CybersecAsia: To plug some urgent cyber talent gaps, mid-career professionals and short-but-specialized IT courses/boot camps have helped to produce small cohorts of cyber talent. How are graduates of such courses different from those that have undergone years of the traditional training route to gain deep cybersecurity experience and knowledge?
BT: Professionals who go through short/specialized IT courses/boot camps can be as competent as those that have gone through a traditional degree in cybersecurity, despite the “shorter” duration of training.
The reason is that cybersecurity is a skills-based profession that requires one to pick up skills that are relevant in the industry, and constantly keep up with changing requirements. In many cases, there is even a need to un-learn and re-learn certain skills such that they are able to perform their roles. When professionals with the right aptitude go through the right training programs that transfer industry-relevant skillsets to them, they can become as valuable as those who have a degree in cybersecurity.

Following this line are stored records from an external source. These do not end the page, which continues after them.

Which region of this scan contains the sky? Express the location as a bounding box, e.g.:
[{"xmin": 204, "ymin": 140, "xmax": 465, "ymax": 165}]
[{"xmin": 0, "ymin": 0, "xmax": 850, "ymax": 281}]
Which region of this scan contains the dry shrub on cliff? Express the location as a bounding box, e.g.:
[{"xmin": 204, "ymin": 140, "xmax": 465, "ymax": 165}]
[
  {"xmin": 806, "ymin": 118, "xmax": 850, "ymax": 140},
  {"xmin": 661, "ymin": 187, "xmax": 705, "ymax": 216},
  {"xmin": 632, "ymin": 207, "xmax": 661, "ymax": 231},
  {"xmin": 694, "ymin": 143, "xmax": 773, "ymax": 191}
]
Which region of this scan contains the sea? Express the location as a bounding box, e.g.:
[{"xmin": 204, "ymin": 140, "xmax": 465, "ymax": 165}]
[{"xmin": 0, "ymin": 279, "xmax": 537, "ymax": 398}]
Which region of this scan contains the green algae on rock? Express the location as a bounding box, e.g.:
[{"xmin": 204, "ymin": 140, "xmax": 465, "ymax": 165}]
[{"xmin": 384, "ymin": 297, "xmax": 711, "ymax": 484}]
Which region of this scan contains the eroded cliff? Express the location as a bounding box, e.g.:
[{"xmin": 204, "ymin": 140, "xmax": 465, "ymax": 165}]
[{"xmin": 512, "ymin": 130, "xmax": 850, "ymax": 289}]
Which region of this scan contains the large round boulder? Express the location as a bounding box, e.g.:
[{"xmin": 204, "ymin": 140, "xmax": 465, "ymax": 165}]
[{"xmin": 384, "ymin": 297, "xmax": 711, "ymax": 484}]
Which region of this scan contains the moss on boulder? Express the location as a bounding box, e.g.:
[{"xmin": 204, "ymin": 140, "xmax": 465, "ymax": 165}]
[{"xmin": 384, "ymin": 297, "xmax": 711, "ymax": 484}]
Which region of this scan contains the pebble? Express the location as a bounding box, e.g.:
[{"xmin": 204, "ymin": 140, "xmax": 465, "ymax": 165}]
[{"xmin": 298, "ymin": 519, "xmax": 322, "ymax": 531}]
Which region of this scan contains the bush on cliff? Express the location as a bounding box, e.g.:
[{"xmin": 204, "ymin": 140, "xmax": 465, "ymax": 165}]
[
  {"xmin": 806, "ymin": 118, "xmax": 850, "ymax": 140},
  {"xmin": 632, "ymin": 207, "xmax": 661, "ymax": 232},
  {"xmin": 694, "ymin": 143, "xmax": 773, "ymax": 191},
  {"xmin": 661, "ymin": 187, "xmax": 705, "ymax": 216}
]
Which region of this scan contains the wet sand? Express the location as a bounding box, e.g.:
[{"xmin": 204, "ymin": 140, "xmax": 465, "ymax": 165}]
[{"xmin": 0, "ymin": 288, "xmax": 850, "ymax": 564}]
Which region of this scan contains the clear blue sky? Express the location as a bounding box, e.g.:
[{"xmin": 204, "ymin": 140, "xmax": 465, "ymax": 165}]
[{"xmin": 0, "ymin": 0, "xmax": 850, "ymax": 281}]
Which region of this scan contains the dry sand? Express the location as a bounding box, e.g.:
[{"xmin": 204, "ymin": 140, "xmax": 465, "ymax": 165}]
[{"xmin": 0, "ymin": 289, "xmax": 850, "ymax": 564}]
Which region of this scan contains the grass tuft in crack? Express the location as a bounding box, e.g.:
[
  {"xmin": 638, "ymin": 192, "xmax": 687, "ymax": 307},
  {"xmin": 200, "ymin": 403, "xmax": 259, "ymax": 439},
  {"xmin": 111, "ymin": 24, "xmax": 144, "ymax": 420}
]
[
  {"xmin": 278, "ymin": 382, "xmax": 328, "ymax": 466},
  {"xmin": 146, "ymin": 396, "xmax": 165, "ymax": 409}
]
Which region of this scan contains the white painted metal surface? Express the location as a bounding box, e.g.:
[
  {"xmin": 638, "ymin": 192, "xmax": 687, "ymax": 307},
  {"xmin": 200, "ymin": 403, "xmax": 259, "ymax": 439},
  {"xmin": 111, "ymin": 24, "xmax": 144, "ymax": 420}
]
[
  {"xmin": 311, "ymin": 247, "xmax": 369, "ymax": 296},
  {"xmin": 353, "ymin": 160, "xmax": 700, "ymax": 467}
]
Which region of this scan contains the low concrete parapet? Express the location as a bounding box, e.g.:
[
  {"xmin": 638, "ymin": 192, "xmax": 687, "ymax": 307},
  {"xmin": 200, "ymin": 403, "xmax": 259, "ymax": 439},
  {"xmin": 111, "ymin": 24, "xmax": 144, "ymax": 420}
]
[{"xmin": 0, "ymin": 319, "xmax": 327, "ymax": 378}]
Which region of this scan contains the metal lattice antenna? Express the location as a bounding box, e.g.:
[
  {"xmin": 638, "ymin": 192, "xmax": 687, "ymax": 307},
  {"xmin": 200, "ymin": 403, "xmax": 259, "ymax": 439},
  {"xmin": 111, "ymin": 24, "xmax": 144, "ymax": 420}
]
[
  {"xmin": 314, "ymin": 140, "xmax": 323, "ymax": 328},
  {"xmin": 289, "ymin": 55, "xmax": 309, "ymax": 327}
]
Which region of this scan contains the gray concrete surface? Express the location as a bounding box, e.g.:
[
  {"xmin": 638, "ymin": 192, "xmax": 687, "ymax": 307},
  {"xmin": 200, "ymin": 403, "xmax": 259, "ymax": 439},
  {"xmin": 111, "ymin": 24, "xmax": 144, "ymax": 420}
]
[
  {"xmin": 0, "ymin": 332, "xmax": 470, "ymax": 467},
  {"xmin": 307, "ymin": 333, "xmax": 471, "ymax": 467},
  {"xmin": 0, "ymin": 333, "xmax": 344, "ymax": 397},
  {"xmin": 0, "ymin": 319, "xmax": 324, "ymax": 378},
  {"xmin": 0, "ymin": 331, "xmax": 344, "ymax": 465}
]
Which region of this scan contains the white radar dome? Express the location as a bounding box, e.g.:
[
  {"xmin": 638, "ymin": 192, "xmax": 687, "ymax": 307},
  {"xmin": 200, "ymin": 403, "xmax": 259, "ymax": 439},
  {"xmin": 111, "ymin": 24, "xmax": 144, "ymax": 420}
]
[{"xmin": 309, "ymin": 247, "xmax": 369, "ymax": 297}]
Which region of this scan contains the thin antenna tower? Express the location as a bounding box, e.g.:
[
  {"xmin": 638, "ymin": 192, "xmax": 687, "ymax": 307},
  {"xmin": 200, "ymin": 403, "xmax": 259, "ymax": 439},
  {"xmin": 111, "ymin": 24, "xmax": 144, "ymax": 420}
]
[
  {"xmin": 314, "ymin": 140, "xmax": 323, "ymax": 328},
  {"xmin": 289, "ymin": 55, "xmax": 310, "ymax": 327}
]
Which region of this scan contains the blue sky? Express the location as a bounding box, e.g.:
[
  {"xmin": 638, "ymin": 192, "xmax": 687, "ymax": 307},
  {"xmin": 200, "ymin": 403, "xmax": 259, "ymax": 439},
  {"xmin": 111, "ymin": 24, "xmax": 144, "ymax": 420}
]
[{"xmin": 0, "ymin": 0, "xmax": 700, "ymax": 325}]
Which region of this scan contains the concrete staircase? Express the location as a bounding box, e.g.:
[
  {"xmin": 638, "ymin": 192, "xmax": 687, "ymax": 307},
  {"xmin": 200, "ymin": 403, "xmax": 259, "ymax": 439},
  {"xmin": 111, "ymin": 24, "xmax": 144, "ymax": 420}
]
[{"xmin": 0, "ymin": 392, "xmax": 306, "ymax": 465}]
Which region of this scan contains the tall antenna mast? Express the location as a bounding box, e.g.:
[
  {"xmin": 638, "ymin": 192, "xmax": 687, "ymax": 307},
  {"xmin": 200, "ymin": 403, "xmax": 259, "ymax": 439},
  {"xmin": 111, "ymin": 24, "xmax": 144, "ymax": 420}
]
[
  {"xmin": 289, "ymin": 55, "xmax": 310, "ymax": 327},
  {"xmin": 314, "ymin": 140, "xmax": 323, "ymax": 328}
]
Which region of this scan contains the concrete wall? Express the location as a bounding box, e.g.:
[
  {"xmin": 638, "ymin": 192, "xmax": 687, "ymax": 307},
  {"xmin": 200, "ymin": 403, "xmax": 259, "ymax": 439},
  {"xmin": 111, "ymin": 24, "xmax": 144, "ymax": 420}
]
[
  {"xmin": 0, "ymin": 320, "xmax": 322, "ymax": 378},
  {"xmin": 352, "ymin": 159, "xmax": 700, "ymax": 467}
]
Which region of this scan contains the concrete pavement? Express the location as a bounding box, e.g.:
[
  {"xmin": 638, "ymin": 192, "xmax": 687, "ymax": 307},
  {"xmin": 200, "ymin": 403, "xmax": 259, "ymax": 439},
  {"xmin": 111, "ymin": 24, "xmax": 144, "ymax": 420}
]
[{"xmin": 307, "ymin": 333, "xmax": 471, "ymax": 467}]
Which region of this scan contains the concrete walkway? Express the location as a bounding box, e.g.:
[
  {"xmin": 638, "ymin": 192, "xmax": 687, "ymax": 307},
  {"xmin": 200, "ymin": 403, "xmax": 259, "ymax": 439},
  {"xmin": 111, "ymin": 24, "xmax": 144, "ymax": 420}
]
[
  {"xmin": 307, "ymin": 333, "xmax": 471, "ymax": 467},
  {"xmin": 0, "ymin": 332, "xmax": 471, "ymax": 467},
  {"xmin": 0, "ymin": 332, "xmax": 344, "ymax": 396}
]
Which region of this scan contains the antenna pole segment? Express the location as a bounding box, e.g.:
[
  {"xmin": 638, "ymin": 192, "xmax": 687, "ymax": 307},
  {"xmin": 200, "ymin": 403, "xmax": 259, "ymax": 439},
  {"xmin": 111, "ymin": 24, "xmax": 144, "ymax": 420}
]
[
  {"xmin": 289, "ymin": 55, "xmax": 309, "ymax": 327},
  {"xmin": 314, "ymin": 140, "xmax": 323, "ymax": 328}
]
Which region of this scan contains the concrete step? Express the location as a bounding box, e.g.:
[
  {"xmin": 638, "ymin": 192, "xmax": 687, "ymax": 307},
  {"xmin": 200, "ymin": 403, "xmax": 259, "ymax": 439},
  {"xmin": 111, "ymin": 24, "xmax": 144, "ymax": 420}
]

Mid-careerists also bring with them knowledge and alternative skill sets that are not native to the cybersecurity community. For example:
- A former power engineer will bring with him knowledge about power systems that will enable him to defend industrial control systems (ICS) better.
- A former law associate will be able to contribute significantly to legal and policy developments in the cybersecurity domain, which is currently very nascent.
- A former sales executive would be very valuable as a cybersecurity solutions sales engineer or consultant.
Universities will continue to be a valuable source of cybersecurity manpower, as long as their curricula are reviewed regularly to include skill sets that are in demand in the industry. However, for those that can pursue the traditional route of obtaining a degree, specialized IT courses/boot camps are an equally viable, and more accessible route.
CybersecAsia: Can even well-trained white hat talent (churned out in just a year or two to meet HR numbers) ever hope to team up against unscrupulous, hell-bent state-sponsored threat groups in the ongoing digital cyber warfare and misinformation campaigns?
BT: Well-trained white hat hackers, even those with just one- to two-years of training and experience, are able to defend effectively, even against state-sponsored threat groups.
This is because defenders are guarding against attacks in their own environment, which gives them a fundamental advantage. Even for a motivated state-sponsored threat group, it is not easy to attack a network that is well secured, well instrumented with cybersecurity sensors, and defended in a timely manner by well-trained defenders.
The reason why organizations continue to suffer from cybersecurity breaches and still struggle to keep attackers out of their networks, is because they do not understand enough about their networks, or the attackers.
It is necessary for cyber defenders to understand the attacker mindset, how attackers exploit the attack surface area, and what traces they leave behind. When well-trained cyber defenders understands these issues, they will definitely be able to secure their organizations and networks, and render infrastructures resilient against even sophisticated attackers.